#9 登校と友達


 妹と別れて自分の教室へと向かう。



 私の教室は本校舎の三階にある。

 妹は一年生だから、本校舎の一階。

 私と妹の各階を挟んで二階があるのが許せない。二階なんて、いっそ消し飛ばしてしまおうか。


「おはよっ! 生徒会長。今日も随分とご機嫌斜めだねー」


 そう言って私の背中を軽く叩いてくるのは、私の親友、『伊藤いとう 千鶴ちずる』その人である。


「そうね。良くも悪くも頭の悪い千鶴に会えて、少し気が紛れたわ」


「おっと! 頭悪いはヤメテ! ちょっと気にしてるんだから!」


 そう言って楽しそうに「にししっ」と微笑う彼女は、いつも明るく元気で、どこか憎めない性格をした、数少ない気の許せる相手である。

 その為か、私も少し千鶴に対し、意地悪をしてしまう傾向がある。

 と言っても、本人が喜んでいるので、大丈夫だとは常々思っているけど。


 私たちは足を揃えて教室へ向かう。

 その間に、すれ違う生徒たちと挨拶を交わす。そこには喜ぶ人、なぜか泣く人、真顔になる人、心臓を押さえる人、それぞれ色々いる。

 挨拶だけで色々なバリエーションを見せてくれる人たちを見ているのは、なんとなく楽しいが、どうしてそうなるのかは分からない。



 ────けれど、私も鈍感じゃない。



 それは恐らく私が、今までのテストで一点も落としたことの無い、常に満点の学年一位を保持していて、さらには名のある超名門校の生徒会長をしているからだろう。


 それにプラス。


 私は容姿とプロポーションが普通の人よりもいささか優れていると思う。

 周りの反応からもそうであると思う。

 確かに、学校に容姿端麗、成績優秀の人がいれば、それは人気になるだろう。



 ただ、それが私だった、というだけの話である。



 通りすがった一人の男子に、ニコッと微笑み掛けてみる。


「はうあッ!!」


 その男子は鼻血を噴き出して倒れた。

 気を失ってもその顔はご満悦である。


「おい! 今日も人が倒れたぞ! 誰か担架たんか持ってこい!」


「うへへ、真那様に微笑んでもらえた……」


「はっ! んな訳ねーだろ。真那様が世界の美しさに微笑んだのを、勝手に自分に微笑んだって勘違いしただけだろ」


「そうよっ! なんで真那様がアンタみたいなモヤシに微笑むわけ? 死ねば」



 背後からは、色々な声が聞こえてくる。

 そして倒れた男子が女子にビンタされた。

 ……私に微笑まれた男子かわいそうだな。

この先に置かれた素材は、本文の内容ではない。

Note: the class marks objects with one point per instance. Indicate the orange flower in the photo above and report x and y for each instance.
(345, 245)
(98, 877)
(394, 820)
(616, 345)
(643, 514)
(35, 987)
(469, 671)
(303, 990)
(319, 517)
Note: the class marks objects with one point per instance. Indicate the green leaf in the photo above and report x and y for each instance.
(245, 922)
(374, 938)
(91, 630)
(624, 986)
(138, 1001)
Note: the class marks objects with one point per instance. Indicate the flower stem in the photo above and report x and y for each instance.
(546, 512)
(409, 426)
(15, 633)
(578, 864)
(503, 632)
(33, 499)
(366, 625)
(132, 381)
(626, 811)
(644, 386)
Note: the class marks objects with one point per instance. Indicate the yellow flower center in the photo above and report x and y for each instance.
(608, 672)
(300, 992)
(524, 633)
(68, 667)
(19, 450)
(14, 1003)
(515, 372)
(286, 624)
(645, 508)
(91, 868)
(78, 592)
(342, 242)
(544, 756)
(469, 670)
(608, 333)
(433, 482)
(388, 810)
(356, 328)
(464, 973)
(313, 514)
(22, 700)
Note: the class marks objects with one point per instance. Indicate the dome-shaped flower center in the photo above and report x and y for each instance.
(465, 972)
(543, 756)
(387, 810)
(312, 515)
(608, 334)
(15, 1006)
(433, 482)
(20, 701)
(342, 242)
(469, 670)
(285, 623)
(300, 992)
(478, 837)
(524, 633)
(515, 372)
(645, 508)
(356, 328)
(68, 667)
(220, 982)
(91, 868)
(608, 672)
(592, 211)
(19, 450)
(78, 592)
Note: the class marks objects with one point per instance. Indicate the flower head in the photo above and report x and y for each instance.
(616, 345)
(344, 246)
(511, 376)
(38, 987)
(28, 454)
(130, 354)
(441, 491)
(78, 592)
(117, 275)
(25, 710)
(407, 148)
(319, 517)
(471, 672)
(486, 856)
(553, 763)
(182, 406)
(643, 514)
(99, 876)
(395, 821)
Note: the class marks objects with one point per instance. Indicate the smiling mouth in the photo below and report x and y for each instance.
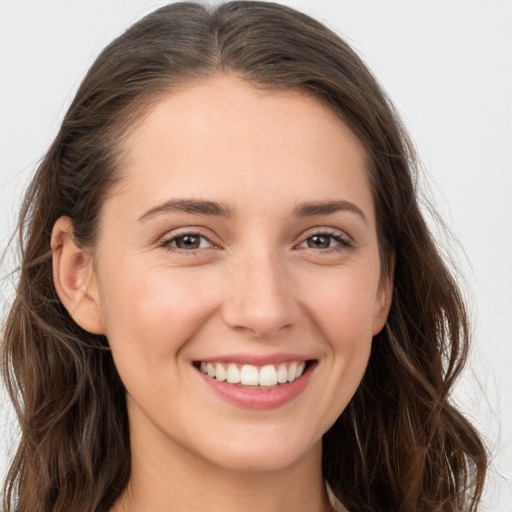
(251, 376)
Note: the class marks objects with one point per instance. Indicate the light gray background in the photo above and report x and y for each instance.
(446, 65)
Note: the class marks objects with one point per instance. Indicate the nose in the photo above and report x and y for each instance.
(260, 298)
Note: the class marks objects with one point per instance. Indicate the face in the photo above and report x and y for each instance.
(240, 245)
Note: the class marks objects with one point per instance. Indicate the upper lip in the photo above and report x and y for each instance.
(256, 360)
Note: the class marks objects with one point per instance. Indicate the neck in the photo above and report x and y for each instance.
(168, 477)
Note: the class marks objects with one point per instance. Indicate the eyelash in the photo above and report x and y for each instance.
(343, 241)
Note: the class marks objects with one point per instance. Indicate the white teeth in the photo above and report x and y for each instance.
(233, 374)
(268, 376)
(220, 372)
(292, 372)
(282, 374)
(249, 375)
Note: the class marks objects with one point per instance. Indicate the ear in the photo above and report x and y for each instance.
(384, 298)
(75, 279)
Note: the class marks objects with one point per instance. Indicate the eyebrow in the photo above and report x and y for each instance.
(214, 208)
(327, 208)
(188, 206)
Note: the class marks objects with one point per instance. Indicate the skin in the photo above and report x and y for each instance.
(257, 284)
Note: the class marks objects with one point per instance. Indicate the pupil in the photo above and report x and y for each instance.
(188, 242)
(319, 241)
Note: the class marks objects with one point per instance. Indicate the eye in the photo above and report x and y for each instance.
(187, 242)
(326, 240)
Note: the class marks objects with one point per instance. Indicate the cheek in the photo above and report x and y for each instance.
(152, 311)
(343, 303)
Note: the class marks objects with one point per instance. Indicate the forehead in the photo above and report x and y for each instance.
(227, 138)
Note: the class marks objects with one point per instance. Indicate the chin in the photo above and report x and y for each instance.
(266, 453)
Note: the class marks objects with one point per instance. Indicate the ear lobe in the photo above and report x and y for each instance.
(75, 279)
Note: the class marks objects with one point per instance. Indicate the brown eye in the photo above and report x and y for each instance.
(187, 242)
(319, 241)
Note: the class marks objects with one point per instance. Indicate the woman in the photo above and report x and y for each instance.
(229, 298)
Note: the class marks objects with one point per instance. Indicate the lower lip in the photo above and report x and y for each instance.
(259, 398)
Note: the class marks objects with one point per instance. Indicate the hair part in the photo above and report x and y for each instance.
(400, 444)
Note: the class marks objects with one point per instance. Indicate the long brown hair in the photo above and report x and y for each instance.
(400, 445)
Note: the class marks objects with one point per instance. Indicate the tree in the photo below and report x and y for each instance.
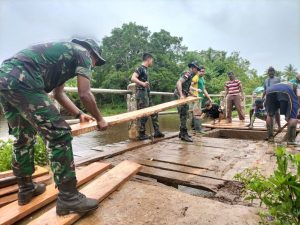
(290, 72)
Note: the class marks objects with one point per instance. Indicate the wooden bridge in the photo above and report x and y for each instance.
(208, 165)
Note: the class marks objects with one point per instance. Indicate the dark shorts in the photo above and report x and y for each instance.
(281, 101)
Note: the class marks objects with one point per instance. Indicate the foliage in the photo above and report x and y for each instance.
(6, 148)
(280, 192)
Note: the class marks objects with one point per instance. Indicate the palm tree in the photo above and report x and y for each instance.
(290, 72)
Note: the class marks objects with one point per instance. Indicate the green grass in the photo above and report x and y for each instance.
(6, 148)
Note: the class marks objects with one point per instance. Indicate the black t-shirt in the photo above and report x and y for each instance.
(142, 75)
(213, 112)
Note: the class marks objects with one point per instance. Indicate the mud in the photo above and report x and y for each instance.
(146, 203)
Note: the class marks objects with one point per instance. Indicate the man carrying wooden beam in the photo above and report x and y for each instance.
(283, 98)
(143, 98)
(25, 80)
(182, 91)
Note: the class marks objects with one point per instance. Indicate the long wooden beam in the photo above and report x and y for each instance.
(12, 212)
(81, 128)
(99, 189)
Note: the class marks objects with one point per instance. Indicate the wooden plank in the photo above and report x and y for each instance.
(178, 178)
(14, 188)
(7, 181)
(109, 151)
(99, 189)
(8, 199)
(12, 212)
(81, 128)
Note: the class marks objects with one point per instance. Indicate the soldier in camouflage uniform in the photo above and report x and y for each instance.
(144, 100)
(182, 91)
(25, 80)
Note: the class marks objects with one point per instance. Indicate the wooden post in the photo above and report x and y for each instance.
(131, 106)
(57, 105)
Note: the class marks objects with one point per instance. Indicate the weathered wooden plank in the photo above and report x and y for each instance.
(14, 188)
(99, 189)
(7, 181)
(82, 128)
(178, 178)
(12, 212)
(113, 150)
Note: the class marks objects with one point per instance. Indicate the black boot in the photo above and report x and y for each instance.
(185, 136)
(292, 136)
(71, 200)
(28, 189)
(142, 136)
(158, 134)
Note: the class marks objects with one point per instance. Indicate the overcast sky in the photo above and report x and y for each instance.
(265, 32)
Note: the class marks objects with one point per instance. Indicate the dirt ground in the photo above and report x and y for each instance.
(147, 203)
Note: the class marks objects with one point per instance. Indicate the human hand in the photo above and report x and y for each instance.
(102, 124)
(85, 118)
(146, 84)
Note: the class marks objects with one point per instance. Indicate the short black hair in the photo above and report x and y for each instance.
(207, 103)
(146, 56)
(230, 73)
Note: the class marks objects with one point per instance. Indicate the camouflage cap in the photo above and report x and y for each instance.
(90, 44)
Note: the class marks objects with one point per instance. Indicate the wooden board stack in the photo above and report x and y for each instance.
(99, 188)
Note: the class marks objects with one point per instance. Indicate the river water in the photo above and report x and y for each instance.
(168, 123)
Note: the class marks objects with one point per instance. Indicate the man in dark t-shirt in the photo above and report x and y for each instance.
(212, 111)
(143, 97)
(25, 80)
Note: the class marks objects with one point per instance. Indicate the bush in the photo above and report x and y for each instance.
(280, 192)
(6, 147)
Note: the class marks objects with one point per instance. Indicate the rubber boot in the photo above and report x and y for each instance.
(142, 136)
(28, 189)
(70, 200)
(198, 126)
(291, 136)
(185, 136)
(270, 133)
(180, 133)
(158, 134)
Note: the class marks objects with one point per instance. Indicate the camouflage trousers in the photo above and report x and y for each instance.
(144, 100)
(183, 111)
(29, 112)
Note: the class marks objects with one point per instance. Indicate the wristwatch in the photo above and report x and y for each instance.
(79, 114)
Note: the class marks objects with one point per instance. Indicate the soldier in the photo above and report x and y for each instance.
(182, 91)
(143, 97)
(283, 98)
(25, 80)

ていうか、なんで鼻血が出る?



「ほら、辞めなよ真那! あの男の子が可哀想じゃん! 微笑むなら私にしといて!」



 私よりも背の低い千鶴が、私の裾を引っ張ってそう言ってくる。



「それもそうね。ほら千鶴。いつもありがとうね」



 私が意地悪で、千鶴に向かって最大限の笑顔を見せる。



「うっわー、やっぱり真那の笑顔はヤバいねー。思わず倒れちゃいそうだよ」


「……ちぇ、倒れなかったか」


「ま、まぁね! もう見慣れたし!」



 私が少し口を尖らせて言うと、千鶴は急に足を止めて、片方の腕をギュッと押さえて言った。

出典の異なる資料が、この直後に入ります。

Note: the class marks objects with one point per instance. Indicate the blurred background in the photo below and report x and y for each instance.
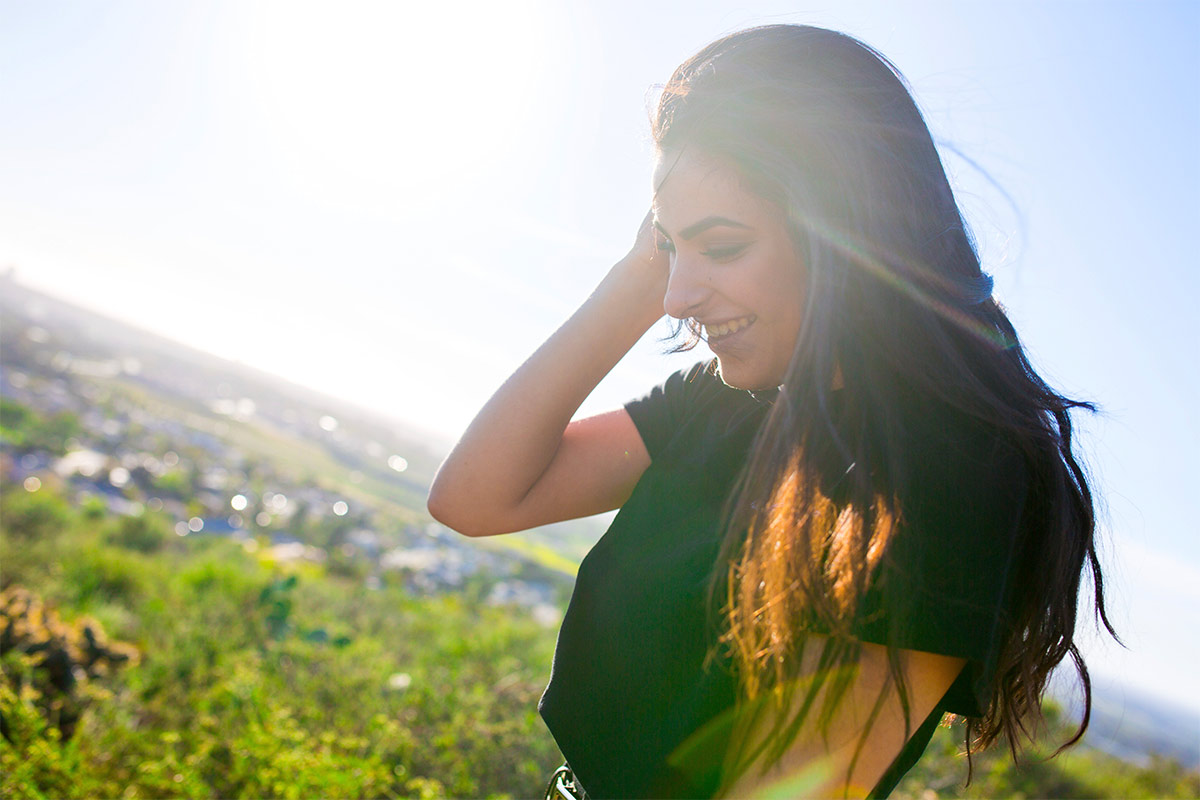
(262, 262)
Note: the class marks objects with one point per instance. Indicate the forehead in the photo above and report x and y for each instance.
(689, 186)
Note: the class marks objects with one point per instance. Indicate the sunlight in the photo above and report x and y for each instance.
(395, 95)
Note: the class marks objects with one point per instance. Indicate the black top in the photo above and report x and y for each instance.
(634, 703)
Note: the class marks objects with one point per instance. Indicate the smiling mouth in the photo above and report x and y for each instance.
(715, 332)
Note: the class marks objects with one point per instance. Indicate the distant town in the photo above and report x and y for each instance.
(137, 425)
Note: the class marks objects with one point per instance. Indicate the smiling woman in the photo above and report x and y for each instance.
(733, 269)
(863, 516)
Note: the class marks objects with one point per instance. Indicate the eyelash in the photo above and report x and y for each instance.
(715, 253)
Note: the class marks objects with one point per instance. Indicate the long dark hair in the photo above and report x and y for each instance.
(823, 126)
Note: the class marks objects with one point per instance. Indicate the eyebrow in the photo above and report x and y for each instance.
(694, 230)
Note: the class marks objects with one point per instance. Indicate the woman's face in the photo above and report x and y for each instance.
(733, 268)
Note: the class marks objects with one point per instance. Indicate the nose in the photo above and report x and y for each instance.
(688, 288)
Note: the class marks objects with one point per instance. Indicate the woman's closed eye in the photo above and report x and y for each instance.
(725, 252)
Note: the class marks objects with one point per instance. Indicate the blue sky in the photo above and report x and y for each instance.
(397, 203)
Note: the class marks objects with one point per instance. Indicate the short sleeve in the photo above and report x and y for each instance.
(659, 414)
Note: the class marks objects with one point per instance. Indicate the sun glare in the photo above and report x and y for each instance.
(401, 96)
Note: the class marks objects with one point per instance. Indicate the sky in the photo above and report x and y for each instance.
(396, 203)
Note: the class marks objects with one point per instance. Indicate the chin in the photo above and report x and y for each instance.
(745, 379)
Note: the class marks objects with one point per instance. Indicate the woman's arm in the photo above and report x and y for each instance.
(522, 462)
(816, 767)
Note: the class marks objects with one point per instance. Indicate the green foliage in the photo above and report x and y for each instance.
(145, 533)
(29, 431)
(255, 683)
(34, 515)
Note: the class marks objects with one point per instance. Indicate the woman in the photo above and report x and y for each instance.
(864, 515)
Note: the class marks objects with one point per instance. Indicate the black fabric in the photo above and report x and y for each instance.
(640, 703)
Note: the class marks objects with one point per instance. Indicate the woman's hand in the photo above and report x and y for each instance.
(648, 265)
(522, 462)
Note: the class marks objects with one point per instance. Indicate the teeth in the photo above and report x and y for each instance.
(725, 329)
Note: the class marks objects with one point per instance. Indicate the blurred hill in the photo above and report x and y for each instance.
(222, 449)
(383, 457)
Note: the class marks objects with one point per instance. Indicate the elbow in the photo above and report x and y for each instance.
(451, 513)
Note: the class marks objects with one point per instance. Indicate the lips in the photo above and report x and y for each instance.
(717, 331)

「……あ、えっと……ちょ、ちょっと私トイレに行ってくるから、先に行ってて良いよ!」


「え、急に大丈夫? 着いて行こっか?」


 私が言うと、千鶴は頭を吹っ飛びそうなくらいに左右にブンブン振る。


「大丈夫! 大丈夫だから! 大の方だから! 着いてこられたら困るから!」


「わ、分かったけど……あんまり女の子が大とか、そういうこと叫んじゃだめよ?」


「分かった分かった! じゃあ、トイレ行ってくるね!」


 千鶴はそう言い残して、風のように去って行った。週明けだからか、いつもより多い人混みを華麗に避けて。



「ふぅ、なんだったんだろ」



 私は千鶴を色々と少し心配し、ポツリと言い残すと、再び教室へと歩き始めた。




…………………




「ああー、ヤバい……真那がめちゃくちゃ可愛いよぉ……」



 私は本校舎から一番遠いトイレの一番端に入って鍵を掛ける。



「口を尖らせた真那、破壊力がえげつないって………微笑みくらいなら慣れてきたのに……もぅ……」



 私は先週に真那から貸してもらったハンカチを鞄の中のジップロックから取り出して、鼻に押し当てる。


 そのまま思い切り息を吸い込むと、頭の中が真那一色に染め上げられた。



「うぁあ……まな、すきぃ……」



 身体が震え、目がハートになる。……感覚がする。


「ふあっ……!! んん……」


 私は直ぐに自分の火照った身体を慰めることで快感を得て、スッキリするとハンカチはまた元に戻す。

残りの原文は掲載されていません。